La palabra de Pablo es también para nosotros: que arda en nuestro corazón el retorno de Jesús. Decir Maranata, ¡Ven Señor Jesús! no es solo una expresión mística, sino la realidad del cielo invadiendo nuestras vidas.
Pablo termina exhortando a Timoteo a mantener la mente clara en toda situación, a no temer el sufrimiento por causa del Señor, y a dedicarse a anunciar la buena noticia, cumpliendo fielmente el ministerio que Dios le confió.
Estamos en Cristo no solo para resolver conflictos, sino porque todos hemos sido llamados a un ministerio. Ser ministros significa administrar. Somos ministros competentes de un nuevo pacto, administramos la gracia de Dios en nuestras vidas. Nuestras familias son nuestro primer ministerio. Somos responsables de lo que Dios ha puesto en nuestras manos, de las decisiones que tomamos, de la vida que se nos ha confiado.
Tenemos libertad para tomar decisiones basadas en lo que Dios nos revela. Esa es la verdadera administración de la gracia en nuestra vida.
Apocalipsis 22:1-21 (NTV)
Juan, al final de su vida, tiene una visión gloriosa: ve el trono de Dios establecido y un río que fluye. Aunque sus ojos están puestos en el que ha de venir, también declara que para todos los que esperan hay un río de agua viva que dice: “Vengan y beban.”
Ese río que nos nutre es la persona del Espíritu Santo. Nosotros somos quienes conectamos el río del Espíritu con la iglesia que clama: ¡Ven, Señor Jesús! No somos un estanque, no somos un pueblo conformado con una espiritualidad mediocre, no somos de los que mantienen sus cabezas confundidas ni los corazones divididos. Estamos recibiendo las palabras del apóstol Pablo: prediquemos, enseñemos, corrijamos con amor, guiemos, amemos y cumplamos nuestro ministerio.
La mejor carrera de nuestras vidas, la mejor batalla que pelearemos, no será contra la enfermedad, ni para obtener riquezas, ni para recibir los aplausos del hombre. La mejor batalla es la que Cristo ya ganó en la cruz del Calvario. La mejor batalla es vivir una vida de fe permanente, una acción que nos impulsa a caminar aun en medio de la noche.

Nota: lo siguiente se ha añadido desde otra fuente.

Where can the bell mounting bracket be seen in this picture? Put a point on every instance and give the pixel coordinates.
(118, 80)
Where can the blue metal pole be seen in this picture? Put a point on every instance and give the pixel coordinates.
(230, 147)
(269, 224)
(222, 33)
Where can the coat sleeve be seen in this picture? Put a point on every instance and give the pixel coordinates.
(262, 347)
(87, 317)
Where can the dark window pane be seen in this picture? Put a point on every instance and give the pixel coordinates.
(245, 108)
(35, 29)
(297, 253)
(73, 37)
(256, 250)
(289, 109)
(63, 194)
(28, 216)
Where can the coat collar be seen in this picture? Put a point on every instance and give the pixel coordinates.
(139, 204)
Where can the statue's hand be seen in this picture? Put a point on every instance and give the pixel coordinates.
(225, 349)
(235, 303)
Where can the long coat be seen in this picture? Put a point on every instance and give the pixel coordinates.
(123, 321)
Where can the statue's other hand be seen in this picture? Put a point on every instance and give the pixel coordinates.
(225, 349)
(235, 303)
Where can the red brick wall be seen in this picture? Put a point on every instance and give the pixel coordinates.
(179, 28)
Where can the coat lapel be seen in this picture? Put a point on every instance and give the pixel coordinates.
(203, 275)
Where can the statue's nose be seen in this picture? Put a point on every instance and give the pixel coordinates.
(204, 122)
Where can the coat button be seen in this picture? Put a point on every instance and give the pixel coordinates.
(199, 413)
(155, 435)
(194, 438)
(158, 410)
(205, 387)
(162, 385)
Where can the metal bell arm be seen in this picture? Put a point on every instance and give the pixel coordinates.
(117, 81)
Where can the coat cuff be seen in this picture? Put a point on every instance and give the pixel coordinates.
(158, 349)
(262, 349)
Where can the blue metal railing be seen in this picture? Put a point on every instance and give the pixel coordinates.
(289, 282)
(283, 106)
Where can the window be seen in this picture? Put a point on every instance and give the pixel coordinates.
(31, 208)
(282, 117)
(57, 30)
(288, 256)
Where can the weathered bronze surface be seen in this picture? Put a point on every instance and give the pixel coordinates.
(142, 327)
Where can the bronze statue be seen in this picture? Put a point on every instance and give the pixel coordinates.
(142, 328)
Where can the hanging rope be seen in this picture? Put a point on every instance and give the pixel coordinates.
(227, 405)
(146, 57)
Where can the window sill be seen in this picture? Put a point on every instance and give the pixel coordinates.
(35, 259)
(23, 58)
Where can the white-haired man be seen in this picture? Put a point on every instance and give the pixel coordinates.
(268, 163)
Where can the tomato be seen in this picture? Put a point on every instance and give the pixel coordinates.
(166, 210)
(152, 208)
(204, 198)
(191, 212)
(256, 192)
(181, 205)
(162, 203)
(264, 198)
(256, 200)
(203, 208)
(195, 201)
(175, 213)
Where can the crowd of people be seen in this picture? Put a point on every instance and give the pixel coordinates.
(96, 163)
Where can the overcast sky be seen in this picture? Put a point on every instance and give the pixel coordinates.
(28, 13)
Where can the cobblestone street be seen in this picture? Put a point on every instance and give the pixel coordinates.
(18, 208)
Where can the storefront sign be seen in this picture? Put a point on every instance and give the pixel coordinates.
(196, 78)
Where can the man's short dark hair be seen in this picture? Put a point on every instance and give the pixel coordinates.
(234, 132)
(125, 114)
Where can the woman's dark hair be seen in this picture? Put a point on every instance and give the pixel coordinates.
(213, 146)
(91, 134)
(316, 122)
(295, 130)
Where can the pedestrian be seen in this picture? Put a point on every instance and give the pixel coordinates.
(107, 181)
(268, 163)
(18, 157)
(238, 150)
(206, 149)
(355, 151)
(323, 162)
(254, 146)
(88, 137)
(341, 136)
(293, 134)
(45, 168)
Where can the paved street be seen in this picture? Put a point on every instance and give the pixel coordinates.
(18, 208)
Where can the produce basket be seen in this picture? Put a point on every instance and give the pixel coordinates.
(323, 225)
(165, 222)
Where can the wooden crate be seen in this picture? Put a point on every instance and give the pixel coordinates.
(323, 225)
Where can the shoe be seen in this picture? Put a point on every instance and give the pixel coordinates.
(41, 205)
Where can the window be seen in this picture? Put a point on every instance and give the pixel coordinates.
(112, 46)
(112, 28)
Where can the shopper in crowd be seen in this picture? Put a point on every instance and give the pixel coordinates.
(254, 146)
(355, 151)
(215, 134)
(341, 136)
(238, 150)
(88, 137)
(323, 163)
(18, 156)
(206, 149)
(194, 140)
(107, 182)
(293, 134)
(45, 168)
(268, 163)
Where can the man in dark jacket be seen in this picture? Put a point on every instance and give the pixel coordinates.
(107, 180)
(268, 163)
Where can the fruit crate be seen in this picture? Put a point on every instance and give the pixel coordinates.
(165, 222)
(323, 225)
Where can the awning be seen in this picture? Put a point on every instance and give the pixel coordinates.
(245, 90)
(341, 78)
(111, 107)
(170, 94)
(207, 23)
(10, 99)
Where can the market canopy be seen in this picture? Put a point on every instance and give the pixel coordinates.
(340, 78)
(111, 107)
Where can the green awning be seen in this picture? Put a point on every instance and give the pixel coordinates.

“El día en que dijimos sí a Jesús, comenzamos a correr la mejor carrera de nuestras vidas. El apóstol Pablo nos exhorta a levantarnos, a mantenernos claros en nuestra mente y firmes en nuestra esperanza, a amar su regreso, porque si amamos su venida obtendremos el premio. Él viene pronto. El Rey está sentado en el trono, y desde ese trono fluye un río de agua que trae sanidad a las naciones. Es un río que levanta lo que estaba muerto, un río que trae bendición, un río que establece el cielo sobre la tierra. Y en medio de esa visión gloriosa, la voz de la iglesia se une al Espíritu para clamar: ¡Ven, Señor Jesús!”